This is the first part in a series of lamb soup recipes I want to share with you.
In my last post, I shared with you how I make my lamb broth. I love to sip on broth, but I also use it as a base for many delicious lamb soups.
Soups are one of my favorite cool weather meals. They warm and nourish a body on chilly Autumn days. The flavor of lamb lends itself well to rich warm spices like ginger, garlic, curry, and chilies.
When you use broth to make soup, it has the benefit of stretching protein, making a smaller amount of meat go further. As I have a lot of mouths to feed, this is a huge benefit for me.
I can use the bits of meat off lamb soup bones, a couple of lamb shanks, or even leftover leg of lamb, combine it with lamb broth, veggies, frozen or in season, and sometimes some legumes, and feed my large family. If your family is smaller, freeze the extras and have soup for 2 or 3 meals.
This recipe is one of my fall staples. It takes about 90 minutes to prep & cook, most of which you can spend curled up with a cup of hot tea while the leaves change color and the soup simmers!
Curried Lamb Lentil & Winter Squash Soup
This is a thick, hearty soup, packed with spicy flavors and fall veggies. Any fine grained winter squash like butternut or pumpkin works well in this soup. Sweet potato is another option if you want a sweeter flavor.
Feel free to substitute whatever leafy greens you like, keeping in mind that anything in the cabbage family, like kale or mustard greens, will lend a stronger flavor.

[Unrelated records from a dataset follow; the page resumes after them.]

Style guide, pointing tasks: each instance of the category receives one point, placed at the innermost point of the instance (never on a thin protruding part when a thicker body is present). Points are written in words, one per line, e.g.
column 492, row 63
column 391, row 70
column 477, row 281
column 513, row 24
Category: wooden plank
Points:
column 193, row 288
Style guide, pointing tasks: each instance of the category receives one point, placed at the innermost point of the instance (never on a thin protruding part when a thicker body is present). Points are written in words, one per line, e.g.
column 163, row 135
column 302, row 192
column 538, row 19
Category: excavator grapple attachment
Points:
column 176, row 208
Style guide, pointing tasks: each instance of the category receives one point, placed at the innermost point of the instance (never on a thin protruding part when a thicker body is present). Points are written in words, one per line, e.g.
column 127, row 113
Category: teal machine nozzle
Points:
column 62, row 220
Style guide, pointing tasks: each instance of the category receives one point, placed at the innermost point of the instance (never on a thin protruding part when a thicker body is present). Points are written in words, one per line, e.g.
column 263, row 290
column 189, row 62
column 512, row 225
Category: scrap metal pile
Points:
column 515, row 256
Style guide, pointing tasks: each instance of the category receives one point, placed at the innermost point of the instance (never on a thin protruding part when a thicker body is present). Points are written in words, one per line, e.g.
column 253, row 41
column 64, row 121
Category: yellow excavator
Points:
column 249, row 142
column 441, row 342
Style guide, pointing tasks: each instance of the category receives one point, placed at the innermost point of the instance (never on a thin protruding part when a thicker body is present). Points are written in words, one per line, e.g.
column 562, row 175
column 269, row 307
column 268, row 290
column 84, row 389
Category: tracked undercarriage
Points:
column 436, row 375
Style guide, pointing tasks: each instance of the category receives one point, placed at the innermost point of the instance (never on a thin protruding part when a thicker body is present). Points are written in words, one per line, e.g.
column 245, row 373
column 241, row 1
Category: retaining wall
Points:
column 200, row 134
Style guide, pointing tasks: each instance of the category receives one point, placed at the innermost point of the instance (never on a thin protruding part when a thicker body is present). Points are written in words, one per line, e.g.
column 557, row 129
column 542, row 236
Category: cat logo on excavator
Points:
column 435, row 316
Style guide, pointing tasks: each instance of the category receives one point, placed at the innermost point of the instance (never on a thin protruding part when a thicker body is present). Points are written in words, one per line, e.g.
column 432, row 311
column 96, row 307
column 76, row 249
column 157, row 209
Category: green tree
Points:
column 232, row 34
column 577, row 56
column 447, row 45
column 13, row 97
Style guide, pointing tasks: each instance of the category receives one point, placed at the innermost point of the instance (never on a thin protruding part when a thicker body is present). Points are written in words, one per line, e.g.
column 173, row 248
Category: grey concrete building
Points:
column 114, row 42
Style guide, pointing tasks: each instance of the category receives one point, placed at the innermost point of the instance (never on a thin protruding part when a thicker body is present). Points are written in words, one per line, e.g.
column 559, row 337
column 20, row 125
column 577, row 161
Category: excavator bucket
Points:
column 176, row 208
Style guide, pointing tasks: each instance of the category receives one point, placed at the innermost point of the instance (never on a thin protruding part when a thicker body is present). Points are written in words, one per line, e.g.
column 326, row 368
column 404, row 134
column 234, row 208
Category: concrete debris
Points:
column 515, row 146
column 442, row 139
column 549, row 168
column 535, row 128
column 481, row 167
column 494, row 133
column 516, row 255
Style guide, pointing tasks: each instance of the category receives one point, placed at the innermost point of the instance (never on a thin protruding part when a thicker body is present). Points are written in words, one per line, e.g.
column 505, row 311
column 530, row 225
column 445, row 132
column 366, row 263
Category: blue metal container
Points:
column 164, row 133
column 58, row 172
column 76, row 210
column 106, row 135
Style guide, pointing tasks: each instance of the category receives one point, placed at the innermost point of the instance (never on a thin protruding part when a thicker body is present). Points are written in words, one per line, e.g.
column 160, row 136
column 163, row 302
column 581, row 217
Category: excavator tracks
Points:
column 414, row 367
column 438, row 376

Swiss Chard is a mild alternative if spinach is not available.
Sometimes I save the meat for another recipe and serve this sans. It's still packed with plenty of lamb flavor and protein with the lentils & broth.
- 2 T fat for sauteing, like ghee, butter, or olive oil
- 2 medium onions, chopped
- 4 garlic cloves, finely chopped or pressed
- 1 T curry powder, mild or hot, whichever you prefer
- 1 T fresh ginger root, finely chopped or grated
- ½ t ground cumin
- 1 t ground coriander
- 2 cups lentils
- 10 cups lamb broth
- 1-2 cups lamb meat, picked off soup bones, or 1 lb ground lamb, browned & crumbled
- 1 winter squash, peeled and cubed, about 2 cups
- 2-3 t salt, or to taste
- 12-16 ounces fresh or frozen spinach, chopped
- In a 6 quart stock pot, heat fat over medium heat
- Add chopped onions and saute 5-10 minutes
- Add garlic, ginger, curry, cumin & coriander to the onion & garlic and saute for 2-3 minutes to activate the flavors of the spices.
- Add lentils and stir to coat with the onion and spices.
- Add 10 cups of lamb broth. Heat to boiling then turn heat down, cover, and simmer for 30 minutes.
- Add the meat & cubed winter squash. Simmer for 30 minutes.
- Add salt and spinach. Simmer for 5 more minutes.
Serve this soup alone or with a side of crusty sourdough bread and some Foggy Knob Farm butter.